Buchi : En conclusion, il semblerait donc que ce phénomène ne soit pas dangereux?

Alexis : Je crois que c'est le point de vue que partagent non seulement tous les chercheurs mais, également, toutes les armées de l'air mondiales. Ce phénomène, jusqu'à preuve du contraire, ne révèle aucun acte d'agression caractérisé envers les personnes civiles ou militaires ou envers les biens. Enfin, à notre connaissance, il n'existe pas de lieux privilégiés d'observation.

Buchi : Quel est le pourcentage de personnes ayant aperçu des êtres vivants ou des humanoïdes ?

Alexis : C'est un pourcentage extrêmement faible qui ne dépasse pas 1 %. L'aspect de ces humanoïdes est extrêmement varié. Il va de la représentation d'un être physique ressemblant à un humain au sac de pommes de terre en passant par les formes les plus diversifiées. Je crois que les chercheurs s'accordent à dire que, sous le coup de l'émotion, bien que ces témoignages ne puissent pas être mis en cause, il y a probablement un phénomène secondaire pouvant engendrer l'apparition de certains effets psychologiques inconnus.
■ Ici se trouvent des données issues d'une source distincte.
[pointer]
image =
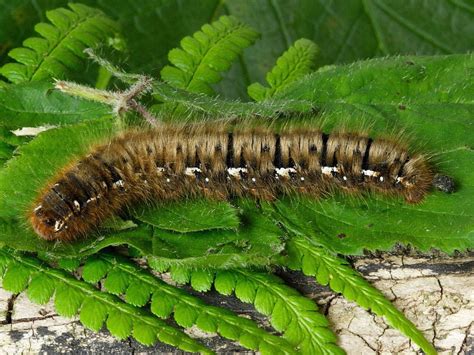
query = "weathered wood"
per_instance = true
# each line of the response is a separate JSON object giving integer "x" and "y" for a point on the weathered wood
{"x": 437, "y": 294}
Buchi : Il est très difficile de classer objectivement le phénomène ovni ?

Alexis : Eh bien, malheureusement ou heureusement, selon les points de vue, c'est ce que je crois avoir démontré. La diversité des formes, des couleurs, des vitesses, des localisations, des apparitions, l'absence de preuves, disons matérielles, photos au sol, découverte de débris, interdit de cataloguer ce phénomène comme étant un phénomène de type matériel. Ce qui ne veut pas dire qu'il relève de la physique. Je rappelle, enfin, qu'il n'appartient pas à l'armée de l'air de se prononcer sur l'origine de ce problème au plan scientifique alors que les chercheurs sont impuissants, avec tous leurs moyens, à en déterminer l'origine.

Buchi : Cependant, est-ce que les pilotes n'ont pas des instructions particulières concernant les ovnis ? Ne leur demandez-vous pas d'essayer d'entrer en communication avec eux, voire de les intercepter, ou même de les abattre ?

R. Depuis 1954, les instructions du ministère de l'Armée de l'air sont parues justement pour codifier et quantifier ces témoignages. Lorsqu'un phénomène est signalé par nos stations radar comme étant non identifié, c'est-à-dire comme n'étant pas réellement un avion militaire français, eh bien, il est tout à fait normal que la Défense aérienne se mette en œuvre. Or, je crois l'avoir déjà souligné, nos pilotes, qui sont en l'air en permanence et qui effectuent près de 500 000 heures de vol par an, constatent que nos radars sont impuissants à voir ces phénomènes sauf pour des cas particuliers très rares. En fait, en France, officiellement il n'y a que 4 cas depuis 1951, dont 3 ont été corrélés avec des phénomènes connus aujourd'hui. Sur le plan de la Défense nationale, on peut en conclure, comme l'avait souligné M. Galley en 1974, alors ministre de la Défense, qu'il n'y a pas menace pour la population. Sur un plan scientifique, nous sommes obligés de constater que dans 4 % des cas, la science est, à l'heure actuelle, impuissante à expliquer le phénomène. Ceci n'est peut-être pas trop anormal. Il suffirait de se rappeler qu'il a fallu 250 ans à nos chercheurs pour pouvoir analyser et décrire le phénomène du gaz des marais ou des feux follets et qu'il a fallu 350 ans pour comprendre et maîtriser la foudre.